Compounding this pain is the fact I now know acres of learning from avoidable deaths existed before Kate. Unlike what I was led to believe in 2009 Kate was not the first avoidable death at the trust. Yet no one bothered to learn and so sealed her fate – and mine, and that causes me almost unbearable pain.”
Families affected believe that the Ockenden Review should now be expanded to consider the emerging concerns, as well as those 23 originally identified.
The families have called for current Health Secretary, Matt Hancock, to broaden the terms of reference of the investigation to ensure these are included. His response is awaited at the time of writing this.
It is likely that the Ockenden Review will not be completed for quite some time, particularly if it is broadened to include a large number of additional cases.
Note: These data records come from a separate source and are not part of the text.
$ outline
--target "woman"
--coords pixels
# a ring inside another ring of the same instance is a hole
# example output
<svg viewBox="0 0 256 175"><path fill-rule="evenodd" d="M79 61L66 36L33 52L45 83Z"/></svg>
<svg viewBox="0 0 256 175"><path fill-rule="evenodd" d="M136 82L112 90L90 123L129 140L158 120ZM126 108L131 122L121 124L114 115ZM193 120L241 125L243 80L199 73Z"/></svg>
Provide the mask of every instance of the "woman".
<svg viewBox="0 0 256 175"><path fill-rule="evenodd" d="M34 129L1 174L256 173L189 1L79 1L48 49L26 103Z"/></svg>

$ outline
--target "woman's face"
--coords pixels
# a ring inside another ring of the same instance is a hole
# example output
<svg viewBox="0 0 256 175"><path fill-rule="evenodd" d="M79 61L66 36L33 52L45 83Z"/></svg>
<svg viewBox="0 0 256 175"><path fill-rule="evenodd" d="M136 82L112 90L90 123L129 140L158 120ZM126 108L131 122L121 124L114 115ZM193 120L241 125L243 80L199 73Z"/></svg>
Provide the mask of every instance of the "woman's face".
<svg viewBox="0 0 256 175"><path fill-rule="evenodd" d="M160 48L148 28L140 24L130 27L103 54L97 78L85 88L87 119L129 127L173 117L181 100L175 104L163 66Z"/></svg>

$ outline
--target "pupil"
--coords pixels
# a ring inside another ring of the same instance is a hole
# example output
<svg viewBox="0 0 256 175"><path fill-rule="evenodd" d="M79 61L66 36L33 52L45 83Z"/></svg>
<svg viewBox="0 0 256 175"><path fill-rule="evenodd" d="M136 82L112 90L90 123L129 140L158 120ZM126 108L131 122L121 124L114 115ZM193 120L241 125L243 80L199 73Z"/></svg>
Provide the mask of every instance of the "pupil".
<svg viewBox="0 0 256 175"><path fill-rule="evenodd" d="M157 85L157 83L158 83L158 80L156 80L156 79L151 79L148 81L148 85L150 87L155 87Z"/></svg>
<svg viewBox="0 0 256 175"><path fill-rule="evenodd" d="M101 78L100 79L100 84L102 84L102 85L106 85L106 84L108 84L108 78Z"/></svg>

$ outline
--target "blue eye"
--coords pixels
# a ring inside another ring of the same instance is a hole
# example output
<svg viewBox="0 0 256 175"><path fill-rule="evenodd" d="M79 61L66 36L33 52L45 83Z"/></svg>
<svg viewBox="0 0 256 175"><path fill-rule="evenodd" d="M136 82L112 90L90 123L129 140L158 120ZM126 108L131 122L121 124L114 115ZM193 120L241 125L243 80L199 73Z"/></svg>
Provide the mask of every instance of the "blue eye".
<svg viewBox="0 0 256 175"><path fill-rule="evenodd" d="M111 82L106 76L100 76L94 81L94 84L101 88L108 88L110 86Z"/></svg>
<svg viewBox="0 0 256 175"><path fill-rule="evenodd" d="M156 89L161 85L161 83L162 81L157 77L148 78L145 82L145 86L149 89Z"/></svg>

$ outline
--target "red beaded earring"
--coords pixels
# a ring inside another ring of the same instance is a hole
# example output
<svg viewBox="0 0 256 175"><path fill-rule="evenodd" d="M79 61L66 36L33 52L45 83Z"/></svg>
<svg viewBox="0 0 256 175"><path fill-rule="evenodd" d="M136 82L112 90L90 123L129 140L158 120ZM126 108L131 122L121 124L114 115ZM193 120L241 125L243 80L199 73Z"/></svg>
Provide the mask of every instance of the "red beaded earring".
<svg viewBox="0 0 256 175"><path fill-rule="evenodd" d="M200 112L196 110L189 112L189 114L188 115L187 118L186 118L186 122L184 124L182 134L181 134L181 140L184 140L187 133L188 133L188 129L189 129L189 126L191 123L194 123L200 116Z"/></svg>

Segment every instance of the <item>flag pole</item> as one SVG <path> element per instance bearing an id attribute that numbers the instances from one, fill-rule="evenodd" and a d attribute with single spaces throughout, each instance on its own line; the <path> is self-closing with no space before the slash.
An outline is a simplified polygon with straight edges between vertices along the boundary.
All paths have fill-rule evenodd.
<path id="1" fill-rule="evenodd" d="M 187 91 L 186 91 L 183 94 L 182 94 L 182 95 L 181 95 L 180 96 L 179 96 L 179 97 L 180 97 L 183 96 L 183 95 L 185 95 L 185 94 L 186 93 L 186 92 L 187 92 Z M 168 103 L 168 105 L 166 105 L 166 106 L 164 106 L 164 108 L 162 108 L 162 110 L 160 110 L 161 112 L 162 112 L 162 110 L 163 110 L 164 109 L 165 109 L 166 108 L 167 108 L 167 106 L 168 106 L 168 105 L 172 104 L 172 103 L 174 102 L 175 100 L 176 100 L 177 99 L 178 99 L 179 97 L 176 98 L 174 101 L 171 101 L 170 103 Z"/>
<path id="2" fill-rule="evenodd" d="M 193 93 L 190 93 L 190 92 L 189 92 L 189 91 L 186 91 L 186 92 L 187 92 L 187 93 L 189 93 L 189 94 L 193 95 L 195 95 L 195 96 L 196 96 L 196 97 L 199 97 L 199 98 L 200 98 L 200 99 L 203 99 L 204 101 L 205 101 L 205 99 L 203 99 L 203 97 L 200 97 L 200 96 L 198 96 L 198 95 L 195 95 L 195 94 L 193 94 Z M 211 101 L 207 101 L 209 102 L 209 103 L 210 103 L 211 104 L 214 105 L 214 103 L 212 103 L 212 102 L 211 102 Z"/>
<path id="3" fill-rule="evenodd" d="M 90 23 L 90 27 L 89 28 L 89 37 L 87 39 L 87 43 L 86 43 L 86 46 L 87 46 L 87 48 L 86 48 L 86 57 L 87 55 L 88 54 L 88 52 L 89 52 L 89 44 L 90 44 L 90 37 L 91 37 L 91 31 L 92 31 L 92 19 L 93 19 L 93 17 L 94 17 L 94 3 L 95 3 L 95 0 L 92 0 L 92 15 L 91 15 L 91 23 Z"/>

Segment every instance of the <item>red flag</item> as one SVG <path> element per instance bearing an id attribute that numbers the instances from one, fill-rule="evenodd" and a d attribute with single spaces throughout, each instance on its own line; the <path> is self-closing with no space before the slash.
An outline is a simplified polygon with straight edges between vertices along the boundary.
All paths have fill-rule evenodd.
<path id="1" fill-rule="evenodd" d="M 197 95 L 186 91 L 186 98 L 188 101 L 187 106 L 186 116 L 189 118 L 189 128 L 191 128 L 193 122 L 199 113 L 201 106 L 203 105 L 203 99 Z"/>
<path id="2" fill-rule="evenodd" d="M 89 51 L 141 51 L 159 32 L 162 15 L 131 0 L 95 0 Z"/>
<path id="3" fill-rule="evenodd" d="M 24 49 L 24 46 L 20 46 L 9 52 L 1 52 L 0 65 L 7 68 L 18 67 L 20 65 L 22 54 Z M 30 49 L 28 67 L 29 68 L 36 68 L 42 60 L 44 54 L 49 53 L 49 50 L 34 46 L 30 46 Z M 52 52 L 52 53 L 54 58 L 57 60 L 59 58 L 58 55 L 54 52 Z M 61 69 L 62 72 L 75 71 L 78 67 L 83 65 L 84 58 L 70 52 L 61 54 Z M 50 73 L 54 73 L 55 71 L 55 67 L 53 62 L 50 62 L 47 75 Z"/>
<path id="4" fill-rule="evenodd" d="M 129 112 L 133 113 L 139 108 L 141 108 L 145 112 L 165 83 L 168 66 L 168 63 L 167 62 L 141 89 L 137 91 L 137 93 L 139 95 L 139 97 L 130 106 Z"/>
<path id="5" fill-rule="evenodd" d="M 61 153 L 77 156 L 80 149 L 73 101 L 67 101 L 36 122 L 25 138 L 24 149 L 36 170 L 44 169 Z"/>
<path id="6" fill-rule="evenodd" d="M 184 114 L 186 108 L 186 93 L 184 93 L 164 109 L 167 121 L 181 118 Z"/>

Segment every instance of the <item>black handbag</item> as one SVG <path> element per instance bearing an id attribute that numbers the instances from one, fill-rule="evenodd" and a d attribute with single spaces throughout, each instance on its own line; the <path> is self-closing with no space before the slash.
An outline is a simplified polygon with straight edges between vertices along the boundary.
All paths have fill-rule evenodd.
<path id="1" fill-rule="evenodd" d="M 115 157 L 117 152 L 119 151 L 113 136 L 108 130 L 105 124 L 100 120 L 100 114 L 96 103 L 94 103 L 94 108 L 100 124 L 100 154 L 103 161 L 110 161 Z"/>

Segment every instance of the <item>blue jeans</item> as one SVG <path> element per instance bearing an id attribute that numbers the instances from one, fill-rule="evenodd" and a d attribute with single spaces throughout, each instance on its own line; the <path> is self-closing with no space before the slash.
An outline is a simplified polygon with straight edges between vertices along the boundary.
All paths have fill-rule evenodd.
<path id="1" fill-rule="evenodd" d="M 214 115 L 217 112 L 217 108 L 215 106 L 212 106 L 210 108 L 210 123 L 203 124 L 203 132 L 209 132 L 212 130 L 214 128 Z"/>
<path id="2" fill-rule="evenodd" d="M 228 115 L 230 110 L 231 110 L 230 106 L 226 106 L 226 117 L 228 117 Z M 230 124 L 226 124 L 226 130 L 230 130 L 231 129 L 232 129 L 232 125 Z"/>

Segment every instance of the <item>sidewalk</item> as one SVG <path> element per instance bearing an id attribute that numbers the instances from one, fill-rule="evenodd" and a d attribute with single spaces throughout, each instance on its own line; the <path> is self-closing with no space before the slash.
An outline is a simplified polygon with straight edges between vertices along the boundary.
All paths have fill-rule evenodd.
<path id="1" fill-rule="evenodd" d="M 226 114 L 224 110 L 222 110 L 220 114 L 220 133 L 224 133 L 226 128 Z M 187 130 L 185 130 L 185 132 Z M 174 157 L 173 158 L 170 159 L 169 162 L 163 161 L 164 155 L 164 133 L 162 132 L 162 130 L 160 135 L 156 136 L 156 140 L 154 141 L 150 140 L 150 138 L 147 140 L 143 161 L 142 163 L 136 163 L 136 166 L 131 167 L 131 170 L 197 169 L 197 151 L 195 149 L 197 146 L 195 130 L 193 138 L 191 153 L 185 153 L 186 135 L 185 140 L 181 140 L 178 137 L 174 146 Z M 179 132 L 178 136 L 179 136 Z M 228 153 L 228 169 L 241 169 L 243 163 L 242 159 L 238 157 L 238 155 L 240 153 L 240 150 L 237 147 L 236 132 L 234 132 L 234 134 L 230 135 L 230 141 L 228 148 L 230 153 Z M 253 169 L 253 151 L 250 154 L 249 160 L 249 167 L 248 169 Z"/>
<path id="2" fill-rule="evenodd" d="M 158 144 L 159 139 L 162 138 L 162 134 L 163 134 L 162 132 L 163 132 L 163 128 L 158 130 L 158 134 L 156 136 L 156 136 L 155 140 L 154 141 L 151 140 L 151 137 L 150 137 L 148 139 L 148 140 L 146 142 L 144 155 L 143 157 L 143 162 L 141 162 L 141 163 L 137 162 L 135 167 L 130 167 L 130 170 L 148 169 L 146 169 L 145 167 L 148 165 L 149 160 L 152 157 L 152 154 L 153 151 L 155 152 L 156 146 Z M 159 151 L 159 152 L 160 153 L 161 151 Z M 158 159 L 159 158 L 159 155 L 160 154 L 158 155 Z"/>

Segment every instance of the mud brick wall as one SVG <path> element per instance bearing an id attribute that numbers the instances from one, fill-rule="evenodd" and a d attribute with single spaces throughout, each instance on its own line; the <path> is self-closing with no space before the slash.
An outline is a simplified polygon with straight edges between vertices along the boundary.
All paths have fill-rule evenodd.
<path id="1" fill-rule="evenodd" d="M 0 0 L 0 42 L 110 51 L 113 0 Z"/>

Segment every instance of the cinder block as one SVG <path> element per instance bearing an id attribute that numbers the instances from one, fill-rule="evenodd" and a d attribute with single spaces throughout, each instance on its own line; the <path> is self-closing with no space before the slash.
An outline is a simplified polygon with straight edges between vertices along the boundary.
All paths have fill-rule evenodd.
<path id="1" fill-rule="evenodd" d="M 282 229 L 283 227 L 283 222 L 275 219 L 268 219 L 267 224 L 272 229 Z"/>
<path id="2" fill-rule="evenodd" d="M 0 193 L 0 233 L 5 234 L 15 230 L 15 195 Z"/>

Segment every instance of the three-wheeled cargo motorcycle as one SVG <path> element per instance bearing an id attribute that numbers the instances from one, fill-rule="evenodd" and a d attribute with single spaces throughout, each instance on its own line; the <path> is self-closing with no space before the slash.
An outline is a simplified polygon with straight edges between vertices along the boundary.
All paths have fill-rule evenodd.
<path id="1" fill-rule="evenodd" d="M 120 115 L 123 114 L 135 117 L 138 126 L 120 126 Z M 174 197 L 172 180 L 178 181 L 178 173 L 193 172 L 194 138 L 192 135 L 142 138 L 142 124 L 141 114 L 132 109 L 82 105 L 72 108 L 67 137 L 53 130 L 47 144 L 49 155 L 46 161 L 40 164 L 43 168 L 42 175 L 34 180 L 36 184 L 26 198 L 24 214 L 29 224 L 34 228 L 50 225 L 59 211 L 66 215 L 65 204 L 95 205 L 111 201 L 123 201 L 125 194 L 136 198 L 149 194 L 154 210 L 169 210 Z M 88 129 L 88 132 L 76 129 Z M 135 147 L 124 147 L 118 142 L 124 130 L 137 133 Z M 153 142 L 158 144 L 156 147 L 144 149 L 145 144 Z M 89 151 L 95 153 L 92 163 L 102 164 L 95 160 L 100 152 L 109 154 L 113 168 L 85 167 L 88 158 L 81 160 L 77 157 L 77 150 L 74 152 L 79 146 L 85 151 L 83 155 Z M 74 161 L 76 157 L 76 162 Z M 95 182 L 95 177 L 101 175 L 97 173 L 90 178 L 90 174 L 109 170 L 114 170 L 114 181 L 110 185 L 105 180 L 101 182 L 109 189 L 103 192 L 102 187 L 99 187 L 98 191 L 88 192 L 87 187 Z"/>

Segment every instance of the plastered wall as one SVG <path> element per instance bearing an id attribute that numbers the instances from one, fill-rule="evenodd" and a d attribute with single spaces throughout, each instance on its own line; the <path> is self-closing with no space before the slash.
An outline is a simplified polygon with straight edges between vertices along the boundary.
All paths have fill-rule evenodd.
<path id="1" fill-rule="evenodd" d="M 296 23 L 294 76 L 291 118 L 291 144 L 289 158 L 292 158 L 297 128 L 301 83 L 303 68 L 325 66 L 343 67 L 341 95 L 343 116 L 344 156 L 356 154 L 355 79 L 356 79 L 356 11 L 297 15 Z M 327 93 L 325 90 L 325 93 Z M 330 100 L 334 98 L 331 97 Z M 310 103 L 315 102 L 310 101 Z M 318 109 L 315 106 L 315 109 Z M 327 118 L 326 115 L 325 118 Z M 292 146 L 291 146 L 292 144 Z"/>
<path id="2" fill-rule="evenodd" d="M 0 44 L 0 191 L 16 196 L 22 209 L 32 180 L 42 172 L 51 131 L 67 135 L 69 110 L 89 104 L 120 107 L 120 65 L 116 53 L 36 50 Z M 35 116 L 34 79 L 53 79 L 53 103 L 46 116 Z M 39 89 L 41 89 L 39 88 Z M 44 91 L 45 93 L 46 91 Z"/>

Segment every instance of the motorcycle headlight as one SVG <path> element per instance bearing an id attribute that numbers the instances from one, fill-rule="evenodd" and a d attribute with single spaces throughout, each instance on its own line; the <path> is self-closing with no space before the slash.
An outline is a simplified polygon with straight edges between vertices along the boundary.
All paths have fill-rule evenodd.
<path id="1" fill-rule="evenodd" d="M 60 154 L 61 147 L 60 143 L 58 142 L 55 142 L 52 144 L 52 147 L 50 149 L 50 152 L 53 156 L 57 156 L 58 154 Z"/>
I eagerly await the response of Health Secretary Matt Hancock, and the conclusions of the review. Hopefully thorough investigation and swift intervention at this stage can ensure that other families are spared the grief of a loved one’s death or suffering a catastrophic injury needlessly.
Where there is a pattern of substandard care then we hope that stringent mechanisms are put in place to address any gaps in learning, or any systemic failings. I hope that any staff who are implicated in any untoward events are held to account through their regulatory body, such as the General Medical Council or the Nursing & Midwifery Council.
The likely scale of the problems at Shrewsbury & Telford Trust could far exceed the likes of the Morecambe Bay scandal, in which failures were linked to at least 12 deaths of mothers and babies at Furness General Hospital between 2004 and 2012.
I sincerely hope that the investigation is independent and fearless, and that the families are heavily involved in the process. Their involvement is of paramount importance for ensuring the conclusions are fully informed and to maximise the opportunities for learning where things have gone wrong.